I still board these flights -- first across the wide Pacific
from Portland to Auckland, then across the Tasman to Australia – with a sense
of wonder at my great good luck, no matter how many times I strap myself into
these airplane seats. I am still grateful, and more than a little amazed, by
the places I’ve gotten to go because my interest in making art, manipulating
fabric, and teaching combined into a thoroughly unlikely career.
This time I’m flying to Melbourne and crossing my fingers
that my very tight connection will work; if it does, I’ll be in Hobart,
Tasmania this evening, setting up my classroom for tomorrow’s workshop, in much
the same way I’ll be mixing the paints next month for my class in California.

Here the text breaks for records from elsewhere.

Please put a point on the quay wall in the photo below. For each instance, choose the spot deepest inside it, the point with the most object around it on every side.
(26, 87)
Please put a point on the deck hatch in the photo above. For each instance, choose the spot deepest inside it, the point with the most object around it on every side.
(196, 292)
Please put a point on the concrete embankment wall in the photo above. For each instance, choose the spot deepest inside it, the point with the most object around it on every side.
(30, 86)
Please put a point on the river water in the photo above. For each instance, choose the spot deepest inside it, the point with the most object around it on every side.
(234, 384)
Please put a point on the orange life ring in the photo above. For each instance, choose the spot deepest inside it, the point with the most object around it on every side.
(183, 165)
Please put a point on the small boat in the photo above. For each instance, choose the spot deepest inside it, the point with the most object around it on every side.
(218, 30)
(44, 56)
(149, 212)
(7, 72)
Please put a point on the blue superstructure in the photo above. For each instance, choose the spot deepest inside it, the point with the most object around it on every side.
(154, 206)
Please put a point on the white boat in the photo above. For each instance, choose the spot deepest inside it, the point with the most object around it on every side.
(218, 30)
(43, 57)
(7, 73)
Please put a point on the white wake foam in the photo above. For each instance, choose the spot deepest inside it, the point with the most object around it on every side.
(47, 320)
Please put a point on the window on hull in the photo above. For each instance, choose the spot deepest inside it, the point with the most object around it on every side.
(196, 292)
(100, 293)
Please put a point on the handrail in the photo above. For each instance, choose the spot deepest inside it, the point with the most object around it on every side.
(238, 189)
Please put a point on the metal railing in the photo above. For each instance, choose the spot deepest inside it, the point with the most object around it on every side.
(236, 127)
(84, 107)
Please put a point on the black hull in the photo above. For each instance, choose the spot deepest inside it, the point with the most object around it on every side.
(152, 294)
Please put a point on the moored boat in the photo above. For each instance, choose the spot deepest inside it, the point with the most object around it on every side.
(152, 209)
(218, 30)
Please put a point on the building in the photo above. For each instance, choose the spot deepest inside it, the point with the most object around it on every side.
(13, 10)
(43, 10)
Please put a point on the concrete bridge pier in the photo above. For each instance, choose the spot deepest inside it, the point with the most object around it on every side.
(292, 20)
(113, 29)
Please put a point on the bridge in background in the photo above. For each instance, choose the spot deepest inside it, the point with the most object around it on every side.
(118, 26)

But this class will be filled with people with wonderfully different accents
and maybe even different approaches to their work; outside the classroom window
will be views of landscape and trees I’ve never seen before, and the sounds of
unfamiliar birdsong.
I remember the impressively extravagant birds that visited
my classroom a few years ago when I taught at a conference held in an
Australian national park a few hours northwest of Melbourne. The birds in New
Zealand are less showy, but their sounds remind me that I’m not in Kansas any
more. When I arrived at my friend Sue’s house two weeks ago after the long
flight from San Francisco, the sounds of the tui outside her window struck me
with a sense of return that I hadn’t thought about on other visits. Although
our trees at home are alive with what seems like hundreds of avian visitors,
our yard is curiously absent of birdsong (especially if you don’t consider the
strident bickering of the crows song).
Here, the dawn chorus shows up for role call each morning, and the resident owl
calls out his name (which is conveniently the same as his demand) in the
evening: more pork, more pork. And in
between there’s the sweet whistling sound of a bird whose name I don’t know.
It’s funny – I don’t normally pay that much attention to birds, and I’m so
sadly amusical that I almost always choose to listen to a book or a podcast
rather than a song—but I smile when I hear the tui greet me as I open my eyes
in the New Zealand morning. It’s telling
me, You here again? Aren’t you the lucky
one?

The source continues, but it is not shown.